ARTICLE
Sir,
We read with great interest the article by Nenoff et al., reporting
a case of secondary cutaneous aspergillosis (CA) developing during therapy
against acute leukemia [1]. CA has been considered a very rare entity,
although it has been recognized as one of the nosocomial infections arising
in immunocompromised patients [2-6]. However, with an increasing number
of immunocompromised patients, including those with acquired immunodeficiency
syndrome and transplant recipients, the frequency of reports of CA and
the spectrum of its manifestations have increased [2-6]. We recently experienced
a case of CA that developed during therapy for non-Hodgkin's lymphoma.
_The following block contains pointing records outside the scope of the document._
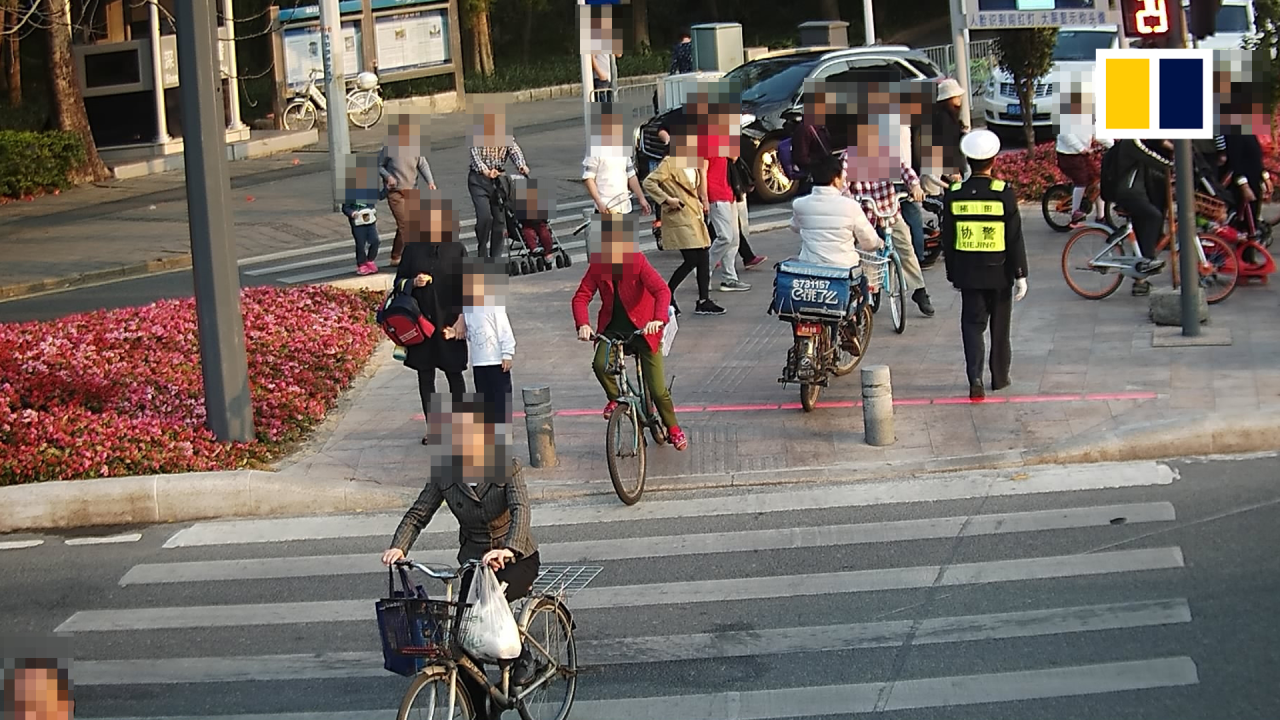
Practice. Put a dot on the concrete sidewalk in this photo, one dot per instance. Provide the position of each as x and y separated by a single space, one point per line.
133 227
1088 386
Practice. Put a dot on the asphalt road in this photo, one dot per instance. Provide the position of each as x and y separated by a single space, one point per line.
958 598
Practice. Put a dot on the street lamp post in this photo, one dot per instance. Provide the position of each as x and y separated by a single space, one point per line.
223 360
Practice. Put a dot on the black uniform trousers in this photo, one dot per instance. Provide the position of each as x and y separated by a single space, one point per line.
981 309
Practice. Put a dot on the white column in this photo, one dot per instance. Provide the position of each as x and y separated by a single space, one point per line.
158 71
229 48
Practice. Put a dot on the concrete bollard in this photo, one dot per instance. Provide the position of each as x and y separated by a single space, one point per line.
877 406
539 427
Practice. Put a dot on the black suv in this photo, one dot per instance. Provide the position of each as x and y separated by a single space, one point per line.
772 90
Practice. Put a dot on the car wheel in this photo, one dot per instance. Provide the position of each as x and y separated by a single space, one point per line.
772 183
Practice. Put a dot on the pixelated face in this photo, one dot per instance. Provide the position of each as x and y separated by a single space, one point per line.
37 696
430 217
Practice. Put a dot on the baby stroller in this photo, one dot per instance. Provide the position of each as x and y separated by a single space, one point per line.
520 259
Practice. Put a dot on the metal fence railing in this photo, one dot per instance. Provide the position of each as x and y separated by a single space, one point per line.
982 62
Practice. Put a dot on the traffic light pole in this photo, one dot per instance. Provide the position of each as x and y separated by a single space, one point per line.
223 360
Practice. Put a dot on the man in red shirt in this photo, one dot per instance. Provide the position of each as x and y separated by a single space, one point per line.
632 297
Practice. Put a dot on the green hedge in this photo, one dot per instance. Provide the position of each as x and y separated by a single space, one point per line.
37 160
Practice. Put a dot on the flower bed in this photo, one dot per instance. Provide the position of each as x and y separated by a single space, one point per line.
119 392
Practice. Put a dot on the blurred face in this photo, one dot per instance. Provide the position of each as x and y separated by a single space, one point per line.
36 696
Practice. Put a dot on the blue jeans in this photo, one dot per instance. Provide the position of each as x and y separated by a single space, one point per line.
914 219
366 241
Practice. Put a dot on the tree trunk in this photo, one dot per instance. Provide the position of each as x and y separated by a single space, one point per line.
640 22
12 58
481 44
68 104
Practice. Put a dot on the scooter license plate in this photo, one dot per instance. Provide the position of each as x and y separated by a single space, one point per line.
808 329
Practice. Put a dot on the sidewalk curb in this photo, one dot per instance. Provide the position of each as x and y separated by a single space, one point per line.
246 493
136 269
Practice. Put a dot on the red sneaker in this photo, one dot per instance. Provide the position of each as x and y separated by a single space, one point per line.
677 438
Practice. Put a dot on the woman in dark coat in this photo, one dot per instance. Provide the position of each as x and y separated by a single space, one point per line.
432 269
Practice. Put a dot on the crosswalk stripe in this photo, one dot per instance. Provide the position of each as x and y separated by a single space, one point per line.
858 495
667 648
700 543
854 698
657 593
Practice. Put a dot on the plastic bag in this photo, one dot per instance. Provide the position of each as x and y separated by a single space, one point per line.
489 629
668 332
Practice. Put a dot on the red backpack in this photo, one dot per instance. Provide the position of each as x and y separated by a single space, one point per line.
403 322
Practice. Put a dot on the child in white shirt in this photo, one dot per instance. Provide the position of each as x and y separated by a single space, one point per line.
490 342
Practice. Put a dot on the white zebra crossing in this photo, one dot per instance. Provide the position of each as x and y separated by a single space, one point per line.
612 648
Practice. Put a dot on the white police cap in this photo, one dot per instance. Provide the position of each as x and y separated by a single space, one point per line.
979 145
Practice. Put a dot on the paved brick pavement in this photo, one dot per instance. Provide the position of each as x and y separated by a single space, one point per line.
1068 354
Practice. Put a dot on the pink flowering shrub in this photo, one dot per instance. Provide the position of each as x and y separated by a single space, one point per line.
119 392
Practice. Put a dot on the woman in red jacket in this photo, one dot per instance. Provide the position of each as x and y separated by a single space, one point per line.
632 296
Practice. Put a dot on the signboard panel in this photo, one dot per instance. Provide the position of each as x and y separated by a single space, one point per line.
304 53
412 40
1009 14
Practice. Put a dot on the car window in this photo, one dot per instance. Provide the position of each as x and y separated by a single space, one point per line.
924 67
1078 45
864 69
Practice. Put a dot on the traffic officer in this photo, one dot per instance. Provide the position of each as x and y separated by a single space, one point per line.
986 259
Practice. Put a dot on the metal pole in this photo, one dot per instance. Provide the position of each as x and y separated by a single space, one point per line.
333 46
213 255
960 37
539 425
868 23
1189 258
877 406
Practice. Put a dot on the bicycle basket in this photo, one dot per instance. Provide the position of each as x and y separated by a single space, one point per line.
414 630
873 268
1210 208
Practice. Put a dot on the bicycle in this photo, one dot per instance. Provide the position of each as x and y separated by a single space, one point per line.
1056 205
428 632
636 410
364 104
1119 254
887 274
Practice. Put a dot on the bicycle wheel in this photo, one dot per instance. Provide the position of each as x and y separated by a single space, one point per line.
896 285
1221 269
625 446
1078 270
1056 206
300 115
364 109
428 698
547 630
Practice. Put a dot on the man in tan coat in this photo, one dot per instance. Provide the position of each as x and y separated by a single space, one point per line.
677 183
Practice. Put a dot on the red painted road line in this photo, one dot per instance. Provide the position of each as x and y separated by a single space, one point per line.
904 401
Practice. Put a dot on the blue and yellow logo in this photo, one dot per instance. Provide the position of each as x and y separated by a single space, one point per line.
1156 94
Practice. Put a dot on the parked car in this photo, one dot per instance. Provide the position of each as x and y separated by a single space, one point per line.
772 89
1074 58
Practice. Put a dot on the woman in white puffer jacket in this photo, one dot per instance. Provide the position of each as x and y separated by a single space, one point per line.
832 226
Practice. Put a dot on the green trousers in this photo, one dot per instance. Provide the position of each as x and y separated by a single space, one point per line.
653 377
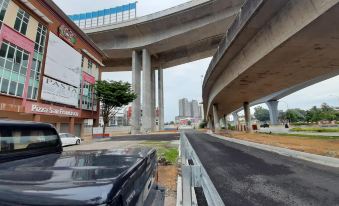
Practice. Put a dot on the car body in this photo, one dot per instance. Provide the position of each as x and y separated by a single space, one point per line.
265 125
34 170
69 139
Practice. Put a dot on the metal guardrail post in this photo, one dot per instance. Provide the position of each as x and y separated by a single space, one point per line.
194 175
186 185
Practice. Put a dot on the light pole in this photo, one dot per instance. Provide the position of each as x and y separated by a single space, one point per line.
285 103
333 95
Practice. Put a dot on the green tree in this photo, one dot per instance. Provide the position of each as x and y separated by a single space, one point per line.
202 124
261 114
189 122
113 95
295 115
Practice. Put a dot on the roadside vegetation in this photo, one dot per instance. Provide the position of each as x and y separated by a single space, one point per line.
314 129
299 116
167 153
322 145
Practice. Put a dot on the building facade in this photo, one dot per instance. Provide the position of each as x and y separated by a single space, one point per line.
48 67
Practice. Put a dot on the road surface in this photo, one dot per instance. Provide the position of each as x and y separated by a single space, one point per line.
248 176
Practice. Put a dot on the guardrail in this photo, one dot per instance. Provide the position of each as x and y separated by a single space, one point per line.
193 174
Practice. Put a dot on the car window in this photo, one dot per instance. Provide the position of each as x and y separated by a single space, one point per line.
18 139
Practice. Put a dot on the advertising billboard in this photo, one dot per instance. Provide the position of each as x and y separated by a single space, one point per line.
56 91
63 62
46 109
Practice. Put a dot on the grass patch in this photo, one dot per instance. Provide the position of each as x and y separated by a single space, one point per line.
308 136
314 129
164 150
In contrast with a case of typical CA, it was difficult to determine whether
the lesion was primary or secondary in this case.
A 44-year-old woman was diagnosed with follicular lymphoma involving
the bone marrow and the pleura. Initially, she had been treated with several
courses of chemotherapy, including CHOP (cyclophosphamide, doxorubicin,
vincristine, and prednisolone) and COP, which had failed to achieve complete
remission. These chemotherapies did not cause severe or long-term neutropenia.
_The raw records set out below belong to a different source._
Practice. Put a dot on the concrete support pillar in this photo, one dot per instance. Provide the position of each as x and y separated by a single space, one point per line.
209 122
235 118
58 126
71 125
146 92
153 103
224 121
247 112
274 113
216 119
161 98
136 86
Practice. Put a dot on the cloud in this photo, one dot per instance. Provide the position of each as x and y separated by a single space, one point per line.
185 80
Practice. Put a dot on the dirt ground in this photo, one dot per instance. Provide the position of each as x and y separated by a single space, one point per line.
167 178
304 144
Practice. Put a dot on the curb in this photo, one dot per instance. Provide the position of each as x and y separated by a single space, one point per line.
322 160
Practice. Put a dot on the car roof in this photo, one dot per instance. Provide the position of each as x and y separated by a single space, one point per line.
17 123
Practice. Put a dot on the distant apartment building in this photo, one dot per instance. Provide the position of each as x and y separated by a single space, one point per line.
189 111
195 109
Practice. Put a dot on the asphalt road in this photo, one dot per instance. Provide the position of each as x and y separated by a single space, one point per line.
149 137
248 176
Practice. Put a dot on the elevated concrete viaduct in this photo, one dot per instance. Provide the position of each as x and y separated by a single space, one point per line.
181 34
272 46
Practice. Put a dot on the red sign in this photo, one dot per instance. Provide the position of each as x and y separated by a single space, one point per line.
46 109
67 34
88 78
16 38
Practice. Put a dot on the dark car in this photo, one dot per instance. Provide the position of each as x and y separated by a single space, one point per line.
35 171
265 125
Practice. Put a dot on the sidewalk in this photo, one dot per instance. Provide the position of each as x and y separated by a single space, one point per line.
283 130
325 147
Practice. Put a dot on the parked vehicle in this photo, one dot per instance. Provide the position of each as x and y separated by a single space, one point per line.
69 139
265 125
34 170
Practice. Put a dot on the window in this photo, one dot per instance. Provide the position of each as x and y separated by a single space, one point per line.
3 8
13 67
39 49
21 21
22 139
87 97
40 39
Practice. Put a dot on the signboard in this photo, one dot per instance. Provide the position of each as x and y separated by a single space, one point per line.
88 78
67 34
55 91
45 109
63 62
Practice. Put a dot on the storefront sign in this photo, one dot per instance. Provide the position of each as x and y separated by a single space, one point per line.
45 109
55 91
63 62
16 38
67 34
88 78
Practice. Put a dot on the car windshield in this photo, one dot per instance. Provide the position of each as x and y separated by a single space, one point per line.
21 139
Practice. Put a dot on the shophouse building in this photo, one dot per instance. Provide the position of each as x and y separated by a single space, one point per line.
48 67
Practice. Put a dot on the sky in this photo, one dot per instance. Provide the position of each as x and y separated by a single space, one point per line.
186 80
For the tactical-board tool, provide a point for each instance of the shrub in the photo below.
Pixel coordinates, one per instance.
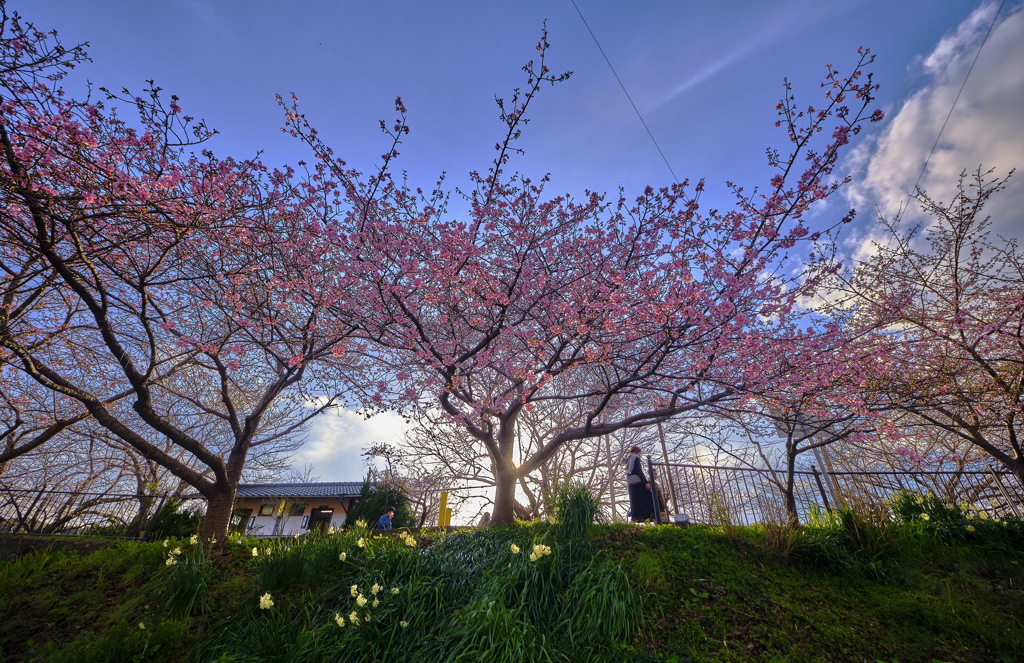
(174, 521)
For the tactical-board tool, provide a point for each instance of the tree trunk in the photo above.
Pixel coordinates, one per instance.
(505, 483)
(218, 514)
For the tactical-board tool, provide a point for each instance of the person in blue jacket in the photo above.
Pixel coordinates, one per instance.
(384, 523)
(641, 501)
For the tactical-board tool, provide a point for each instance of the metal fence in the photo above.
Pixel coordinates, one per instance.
(715, 494)
(57, 512)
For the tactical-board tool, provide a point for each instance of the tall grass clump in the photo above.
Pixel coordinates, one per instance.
(183, 582)
(577, 511)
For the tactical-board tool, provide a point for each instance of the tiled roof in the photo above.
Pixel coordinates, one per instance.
(331, 489)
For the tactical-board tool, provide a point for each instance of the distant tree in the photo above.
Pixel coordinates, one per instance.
(375, 498)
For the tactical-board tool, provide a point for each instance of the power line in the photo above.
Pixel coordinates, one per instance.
(938, 137)
(625, 91)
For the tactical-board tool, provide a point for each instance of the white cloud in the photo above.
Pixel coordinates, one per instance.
(338, 437)
(984, 128)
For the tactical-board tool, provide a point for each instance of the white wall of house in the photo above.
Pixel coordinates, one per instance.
(279, 518)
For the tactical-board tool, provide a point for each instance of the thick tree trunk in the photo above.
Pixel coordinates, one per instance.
(506, 478)
(793, 519)
(218, 514)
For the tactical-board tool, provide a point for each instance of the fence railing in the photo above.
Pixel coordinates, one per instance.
(58, 512)
(716, 494)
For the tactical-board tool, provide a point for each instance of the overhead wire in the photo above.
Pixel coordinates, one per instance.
(938, 137)
(627, 92)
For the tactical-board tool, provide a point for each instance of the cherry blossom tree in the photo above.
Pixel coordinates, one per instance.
(945, 306)
(139, 268)
(637, 308)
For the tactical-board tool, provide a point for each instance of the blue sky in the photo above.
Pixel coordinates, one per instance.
(706, 76)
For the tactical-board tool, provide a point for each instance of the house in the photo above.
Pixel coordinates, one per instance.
(287, 509)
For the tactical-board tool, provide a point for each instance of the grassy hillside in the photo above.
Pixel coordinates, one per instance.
(846, 588)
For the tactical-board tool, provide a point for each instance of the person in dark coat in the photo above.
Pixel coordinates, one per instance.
(641, 502)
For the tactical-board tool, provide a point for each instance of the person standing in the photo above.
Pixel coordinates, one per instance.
(641, 503)
(384, 522)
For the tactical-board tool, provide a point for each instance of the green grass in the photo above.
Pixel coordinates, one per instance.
(847, 587)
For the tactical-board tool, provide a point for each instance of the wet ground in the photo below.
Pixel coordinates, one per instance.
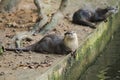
(107, 66)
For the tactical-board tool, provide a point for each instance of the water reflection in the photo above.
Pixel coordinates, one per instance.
(107, 66)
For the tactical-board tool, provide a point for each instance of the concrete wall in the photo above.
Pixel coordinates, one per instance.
(71, 69)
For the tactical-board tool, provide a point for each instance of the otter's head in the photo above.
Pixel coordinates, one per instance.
(71, 40)
(70, 35)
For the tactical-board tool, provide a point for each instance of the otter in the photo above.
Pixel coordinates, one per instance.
(53, 43)
(89, 18)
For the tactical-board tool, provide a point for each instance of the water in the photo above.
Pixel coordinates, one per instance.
(107, 66)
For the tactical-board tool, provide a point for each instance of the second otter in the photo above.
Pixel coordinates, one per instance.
(89, 18)
(53, 44)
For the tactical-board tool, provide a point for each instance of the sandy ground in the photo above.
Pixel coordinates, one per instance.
(12, 63)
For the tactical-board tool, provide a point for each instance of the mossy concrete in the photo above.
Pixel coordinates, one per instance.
(70, 68)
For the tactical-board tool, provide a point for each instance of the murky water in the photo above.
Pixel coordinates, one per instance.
(107, 66)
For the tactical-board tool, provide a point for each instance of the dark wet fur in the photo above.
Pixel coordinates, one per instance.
(87, 17)
(49, 44)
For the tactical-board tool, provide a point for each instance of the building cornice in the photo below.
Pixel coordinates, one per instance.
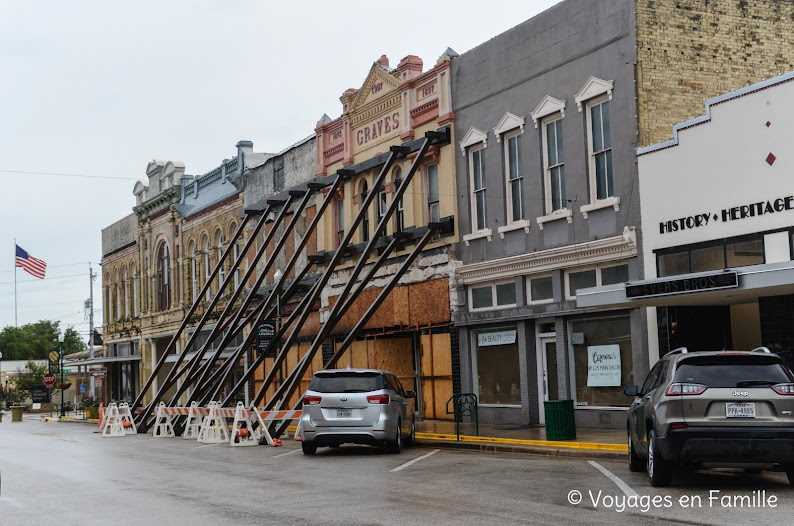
(580, 254)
Prednisolone alone had been administered daily at a dose of 10-15mg/day
for 4 months to control disease activity. The patient had been receiving
oral fluconazole (200mg daily) for the prophylaxis of fungal infection.
Eighteen months after diagnosis of lymphoma, she presented with a subcutaneous
tumor 3 x 3 cm in diameter in the left femur. The tumor was not accompanied
by epidermal changes except for a mild purple coloration, and the site
was not associated with any previous traumas or adhesive dressings. The
tumor was excised, and histological examination revealed necrotizing granulomas
with fungal elements (branching septate hyphae) consistent with Aspergillus
species. Based upon the histological and serological findings, diagnosis
of CA was made. To rule out the possibility of hematogenous dissemination,
meticulous examinations, including X-ray, computed tomography, and gallium
citrate scanning, were repeatedly performed; no other focus of aspergillosis
was found. Intravenous amphotericin-B (0.5mg/kg daily) followed by oral
intraconazole (200mg daily) was given. No recurrence of aspergillosis
at the primary site or at any other site was subsequently observed even
after undergoing high-dose chemotherapy combined with allogeneic hematopoietic
stem cell transplantation (HSCT), and the administration of high-dose
prednisolone for graft-versus-host disease.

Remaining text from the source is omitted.